11.02.2023, Kranhalle

Kleine Halle, große Show?

Auf die kleine Kranhalle des Feierwerks wartet an diesem Abend ein abwechslungsreiches Line-up: HERIOT, HOLY FAWN und ROLO TOMASSI kommen nach München. Die Halle soll voll werden, einige eingefleischte Fans in passenden Band-T-Shirts warten schon vor dem Eingang, als ich an der Halle ankomme.
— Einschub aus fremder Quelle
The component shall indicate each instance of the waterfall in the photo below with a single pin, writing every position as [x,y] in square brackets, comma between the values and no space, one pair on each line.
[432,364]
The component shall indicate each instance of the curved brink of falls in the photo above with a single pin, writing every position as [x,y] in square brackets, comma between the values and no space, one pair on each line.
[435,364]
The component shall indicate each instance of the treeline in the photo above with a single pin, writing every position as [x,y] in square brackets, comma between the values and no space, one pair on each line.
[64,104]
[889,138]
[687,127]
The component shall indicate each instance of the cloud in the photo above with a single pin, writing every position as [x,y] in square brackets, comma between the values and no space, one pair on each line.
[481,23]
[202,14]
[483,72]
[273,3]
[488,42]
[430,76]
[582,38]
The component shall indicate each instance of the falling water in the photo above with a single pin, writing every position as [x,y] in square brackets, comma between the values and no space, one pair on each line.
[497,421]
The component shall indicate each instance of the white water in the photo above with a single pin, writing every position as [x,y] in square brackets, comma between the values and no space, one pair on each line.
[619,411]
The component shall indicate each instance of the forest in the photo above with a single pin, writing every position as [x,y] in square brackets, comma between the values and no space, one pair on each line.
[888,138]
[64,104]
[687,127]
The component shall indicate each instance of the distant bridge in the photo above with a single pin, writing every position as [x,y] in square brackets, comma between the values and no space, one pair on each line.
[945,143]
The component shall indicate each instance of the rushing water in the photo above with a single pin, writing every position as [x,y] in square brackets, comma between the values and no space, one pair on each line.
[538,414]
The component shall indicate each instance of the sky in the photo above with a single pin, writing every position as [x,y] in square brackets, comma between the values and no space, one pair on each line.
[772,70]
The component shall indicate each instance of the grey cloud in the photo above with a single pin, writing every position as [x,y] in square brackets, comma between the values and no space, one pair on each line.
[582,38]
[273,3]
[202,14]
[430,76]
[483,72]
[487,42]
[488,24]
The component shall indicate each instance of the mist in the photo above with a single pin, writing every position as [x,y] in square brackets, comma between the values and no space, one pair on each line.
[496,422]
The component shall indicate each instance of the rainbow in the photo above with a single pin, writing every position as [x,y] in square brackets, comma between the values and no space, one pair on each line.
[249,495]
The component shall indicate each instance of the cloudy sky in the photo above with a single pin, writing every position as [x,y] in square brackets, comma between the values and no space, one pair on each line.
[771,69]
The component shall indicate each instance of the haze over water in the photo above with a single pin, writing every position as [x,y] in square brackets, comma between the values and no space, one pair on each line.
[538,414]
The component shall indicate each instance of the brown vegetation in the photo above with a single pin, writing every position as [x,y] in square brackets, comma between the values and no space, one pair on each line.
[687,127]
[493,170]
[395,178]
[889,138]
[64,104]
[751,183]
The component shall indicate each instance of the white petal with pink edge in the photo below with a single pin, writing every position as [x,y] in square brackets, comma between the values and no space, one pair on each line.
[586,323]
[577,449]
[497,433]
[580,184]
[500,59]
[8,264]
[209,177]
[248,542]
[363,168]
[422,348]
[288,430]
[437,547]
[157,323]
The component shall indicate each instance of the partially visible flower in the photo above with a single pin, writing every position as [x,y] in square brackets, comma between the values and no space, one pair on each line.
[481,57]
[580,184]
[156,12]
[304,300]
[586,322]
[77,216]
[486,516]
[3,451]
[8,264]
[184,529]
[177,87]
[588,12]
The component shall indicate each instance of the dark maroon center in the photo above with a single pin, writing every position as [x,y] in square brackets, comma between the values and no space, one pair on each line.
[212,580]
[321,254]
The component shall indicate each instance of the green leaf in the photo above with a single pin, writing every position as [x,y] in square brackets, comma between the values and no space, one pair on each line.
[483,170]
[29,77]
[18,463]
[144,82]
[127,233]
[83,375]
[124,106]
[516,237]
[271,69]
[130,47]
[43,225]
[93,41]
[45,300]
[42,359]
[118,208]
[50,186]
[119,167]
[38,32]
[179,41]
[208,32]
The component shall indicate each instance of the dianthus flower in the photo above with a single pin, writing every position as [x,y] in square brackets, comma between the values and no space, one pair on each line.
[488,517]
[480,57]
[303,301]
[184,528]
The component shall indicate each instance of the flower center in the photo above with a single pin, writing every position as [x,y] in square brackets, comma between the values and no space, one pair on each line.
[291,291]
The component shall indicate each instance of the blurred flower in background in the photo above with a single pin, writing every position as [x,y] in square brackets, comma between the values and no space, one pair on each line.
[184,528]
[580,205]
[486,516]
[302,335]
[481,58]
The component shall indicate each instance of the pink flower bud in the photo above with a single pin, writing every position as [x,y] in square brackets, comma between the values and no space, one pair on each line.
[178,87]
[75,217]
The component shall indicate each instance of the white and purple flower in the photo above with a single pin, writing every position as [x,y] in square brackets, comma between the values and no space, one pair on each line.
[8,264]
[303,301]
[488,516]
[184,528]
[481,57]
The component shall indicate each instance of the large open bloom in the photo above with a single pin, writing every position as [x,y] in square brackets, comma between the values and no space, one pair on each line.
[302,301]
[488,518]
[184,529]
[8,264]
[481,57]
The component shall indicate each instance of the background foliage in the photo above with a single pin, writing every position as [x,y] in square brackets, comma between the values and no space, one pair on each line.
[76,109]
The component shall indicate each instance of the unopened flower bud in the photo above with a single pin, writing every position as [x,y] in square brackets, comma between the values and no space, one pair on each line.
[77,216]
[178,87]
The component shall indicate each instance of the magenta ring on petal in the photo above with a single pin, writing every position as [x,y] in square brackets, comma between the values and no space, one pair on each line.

Um 19:30 startet HERIOT die Show. Die vier Briten machen ziemlich viel Lärm. Ja, Lärm: Debbie Gough und Jake Packer haben einige Screams im Gepäck. Das Ganze wird untermalt von einem dichten Klangnebel aus E-Gitarre, Bass und Schlagzeug. Für Abwechslung und Auflockerung sorgen seltene Passagen mit Klargesang von Debbie, in denen sie zeigt, dass sie nicht nur rumschreien und auf die Gitarre einhacken kann, sondern tatsächlich auch singen. Davon hätte ich gerne mehr gehabt. Auf der Bühne ist wenig Bewegung. Alle Bandmitglieder bleiben an ihren Positionen stehen und schütteln fleißig den Kopf. Erhan Alman (E-Gitarre) ist der Einzige, der sich bewegen könnte, da er weder am Schlagzeug sitzt noch einen Mikrofonständer vor sich stehen hat, in den er Text brüllen muss. Doch auch er bevorzugt es links in seiner eigenen kleinen dunklen Ecke der Bühne stehen zu bleiben. Erst gegen Ende des Auftritts rückt er auch etwas mehr in die Mitte, ins Licht.
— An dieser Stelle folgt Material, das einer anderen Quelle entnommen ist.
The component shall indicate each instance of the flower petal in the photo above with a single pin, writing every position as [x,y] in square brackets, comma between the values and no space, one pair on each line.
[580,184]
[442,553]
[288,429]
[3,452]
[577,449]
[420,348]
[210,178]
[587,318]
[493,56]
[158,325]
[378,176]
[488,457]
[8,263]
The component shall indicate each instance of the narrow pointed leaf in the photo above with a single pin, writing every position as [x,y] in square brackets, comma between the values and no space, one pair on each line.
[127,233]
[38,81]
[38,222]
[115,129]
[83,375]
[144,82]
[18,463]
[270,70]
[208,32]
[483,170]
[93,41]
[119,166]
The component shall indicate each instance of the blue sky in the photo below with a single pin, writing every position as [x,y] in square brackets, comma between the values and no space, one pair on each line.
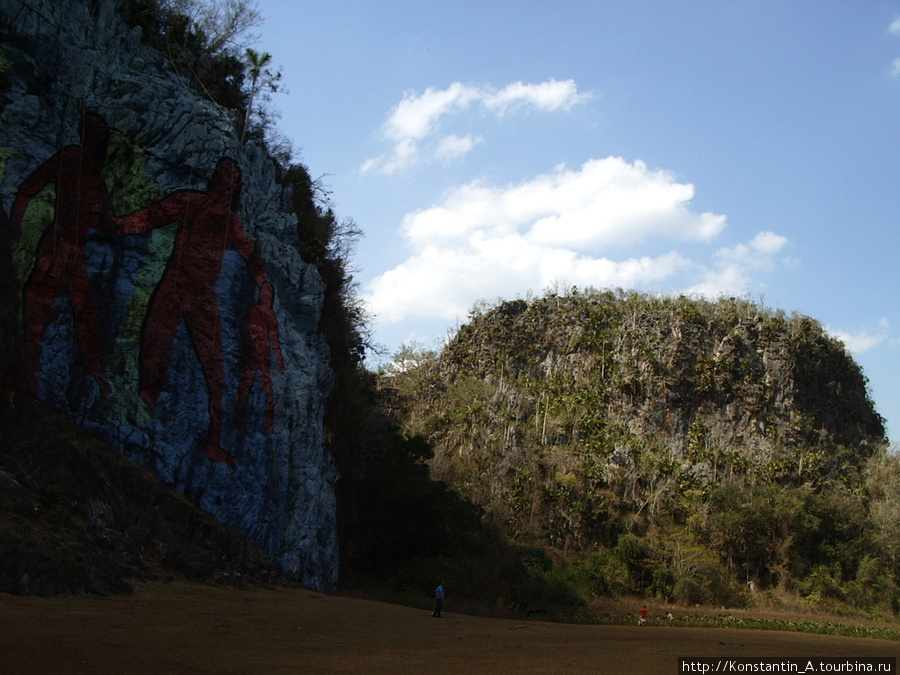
[495,149]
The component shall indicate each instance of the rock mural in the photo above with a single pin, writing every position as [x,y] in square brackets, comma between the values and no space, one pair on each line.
[166,307]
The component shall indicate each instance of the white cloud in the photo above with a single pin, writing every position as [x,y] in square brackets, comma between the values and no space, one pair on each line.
[416,119]
[452,146]
[733,269]
[486,241]
[606,203]
[895,68]
[863,341]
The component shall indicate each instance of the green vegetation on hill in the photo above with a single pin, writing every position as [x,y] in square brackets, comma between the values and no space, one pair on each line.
[701,452]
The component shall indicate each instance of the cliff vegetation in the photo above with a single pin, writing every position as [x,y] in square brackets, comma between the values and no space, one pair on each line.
[696,451]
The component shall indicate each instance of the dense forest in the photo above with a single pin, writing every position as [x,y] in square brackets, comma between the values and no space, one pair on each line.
[598,442]
[584,443]
[698,451]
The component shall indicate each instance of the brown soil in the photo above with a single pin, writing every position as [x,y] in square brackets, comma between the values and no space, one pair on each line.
[189,628]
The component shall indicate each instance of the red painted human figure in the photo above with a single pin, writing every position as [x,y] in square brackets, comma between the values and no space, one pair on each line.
[82,204]
[259,337]
[208,224]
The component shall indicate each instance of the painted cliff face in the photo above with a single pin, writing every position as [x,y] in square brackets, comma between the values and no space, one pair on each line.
[167,307]
[202,226]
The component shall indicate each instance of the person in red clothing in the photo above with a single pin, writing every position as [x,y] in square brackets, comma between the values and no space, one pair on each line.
[260,336]
[82,204]
[208,224]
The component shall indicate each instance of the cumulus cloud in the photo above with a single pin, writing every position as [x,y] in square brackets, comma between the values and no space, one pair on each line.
[733,269]
[415,121]
[586,226]
[895,68]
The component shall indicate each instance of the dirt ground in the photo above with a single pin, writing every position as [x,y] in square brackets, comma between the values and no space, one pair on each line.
[187,628]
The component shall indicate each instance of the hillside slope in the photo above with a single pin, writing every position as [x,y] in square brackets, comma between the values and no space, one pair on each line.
[576,419]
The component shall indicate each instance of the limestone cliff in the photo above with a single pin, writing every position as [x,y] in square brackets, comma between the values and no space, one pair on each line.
[576,417]
[166,307]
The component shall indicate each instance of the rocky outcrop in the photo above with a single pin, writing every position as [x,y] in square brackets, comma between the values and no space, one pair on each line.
[574,417]
[166,307]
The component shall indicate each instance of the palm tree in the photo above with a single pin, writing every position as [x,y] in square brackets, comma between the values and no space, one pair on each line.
[260,78]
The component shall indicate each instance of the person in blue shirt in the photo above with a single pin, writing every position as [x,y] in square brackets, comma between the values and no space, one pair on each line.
[438,600]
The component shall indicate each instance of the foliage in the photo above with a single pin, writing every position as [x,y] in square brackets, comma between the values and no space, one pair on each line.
[207,43]
[691,450]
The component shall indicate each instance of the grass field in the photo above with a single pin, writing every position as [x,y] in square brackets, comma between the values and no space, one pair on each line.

Der Sound tut der Band leider keinen Gefallen. Der dichte und vielschichtige Klang von HERIOT kommt besonders im hohen Frequenzbereich ziemlich zusammengematscht aus den Boxen. Die Lichtshow ist sehr dezent in rot und blau gehalten. Obwohl die Lichtshow eher eine Dunkelshow ist, meistens bleibt die Bühne nämlich ziemlich dunkel. Das Publikum hätte genug Platz, um sich zu bewegen. Dazu lässt sich jedoch keiner hinreisen. Die meisten stehen, manche wippen, ein paar sind noch am Handy. Was Frontman Jake Packer zwischen den Songs von sich gibt, kann ich leider nicht verstehen und muss darum annehmen, dass es das generische "Hallo wir sind HERIOT, schön dass ihr da seid" und vielleicht noch ein Danke ans Publikum ist. Nach einer halben Stunde endet der Auftritt und die Band baut ab.
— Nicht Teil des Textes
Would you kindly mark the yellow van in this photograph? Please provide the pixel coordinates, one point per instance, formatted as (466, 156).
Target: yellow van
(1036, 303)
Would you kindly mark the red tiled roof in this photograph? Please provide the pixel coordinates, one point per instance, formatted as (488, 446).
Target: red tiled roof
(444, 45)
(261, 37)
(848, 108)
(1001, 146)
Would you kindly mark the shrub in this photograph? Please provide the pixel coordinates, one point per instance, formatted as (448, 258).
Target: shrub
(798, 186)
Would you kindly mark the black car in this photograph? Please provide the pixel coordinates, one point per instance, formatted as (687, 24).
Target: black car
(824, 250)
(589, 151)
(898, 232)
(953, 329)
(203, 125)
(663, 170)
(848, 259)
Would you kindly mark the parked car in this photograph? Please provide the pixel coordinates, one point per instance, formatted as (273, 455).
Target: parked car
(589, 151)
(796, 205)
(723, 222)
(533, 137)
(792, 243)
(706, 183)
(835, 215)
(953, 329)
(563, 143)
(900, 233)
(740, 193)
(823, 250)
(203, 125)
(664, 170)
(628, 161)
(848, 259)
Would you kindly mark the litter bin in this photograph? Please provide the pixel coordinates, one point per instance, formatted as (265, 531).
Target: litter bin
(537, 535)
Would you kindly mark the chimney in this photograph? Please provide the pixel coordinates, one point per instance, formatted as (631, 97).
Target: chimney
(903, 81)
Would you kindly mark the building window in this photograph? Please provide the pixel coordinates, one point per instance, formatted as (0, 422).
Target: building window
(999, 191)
HOLY FAWN ist als nächstes dran. Auf diesen Auftritt habe ich mich am meisten gefreut, da ich die Band, seit ich das grandiose "Death Spells"-Album vor ein paar Jahren entdeckte, verfolge. Die Show bekommt ein Upgrade: Die gesamte Halle wird in Kunstnebel eingehüllt, was in Kombination mit der Lichtshow auch durchaus beeindruckend aussieht. 'Candy' von der 2020er Single "The Black Moon" startet die Show, es folgen zwei Lieder von "Death Spells": 'Dark Stone' und mein Favorit 'Arrows'. Natürlich muss auch das 2022 neu erschienene Album "Dimensional Bleed" im Auftritt Platz finden, hiervon werden ebenfalls zwei Lieder gespielt.

Der Auftritt läuft routiniert ab, einmal gibt es Probleme mit dem Computer, aber die werden schnell gelöst und es kann weitergehen. Ryan Osterman und Alexander Rieth schütteln fleißig den Kopf. Auch HOLY FAWNs Gitarrist Evan Phelps verschwindet im linken, schlecht ausgeleuchteten Teil der Bühne. Austin Reinholz ist am Schlagzeug und unterstützt bei manchen Gesangspassagen. Der Mix ist etwas besser, die Mitten gehen jedoch immer noch unter. Das Publikum wird etwas aktiver, es wird mitgewippt und ein bisschen der Kopf geschüttelt.

Ryan Osterman hat Blumen an seinem Mikrofonständer. Als ich ihn nach der Show frage, warum die dort seien, kommt die einfache Antwort: "Because we love flowers!". Im Normalfall habe die Band über die ganze Bühne Blumen verteilt, aber das konnten sie nicht alles mit auf Tour nehmen. Mit 'Seer', einem besonderen Song für die Band, wie Ryan sagt, endet der Auftritt etwas ruhiger. Musikalisch war das 45 Minuten lange Set von HOLY FAWN eine schöne kleine Shoegaze-Erholungs-Pause zwischen den beiden härteren Bands HERIOT und dem Headliner ROLO TOMASSI.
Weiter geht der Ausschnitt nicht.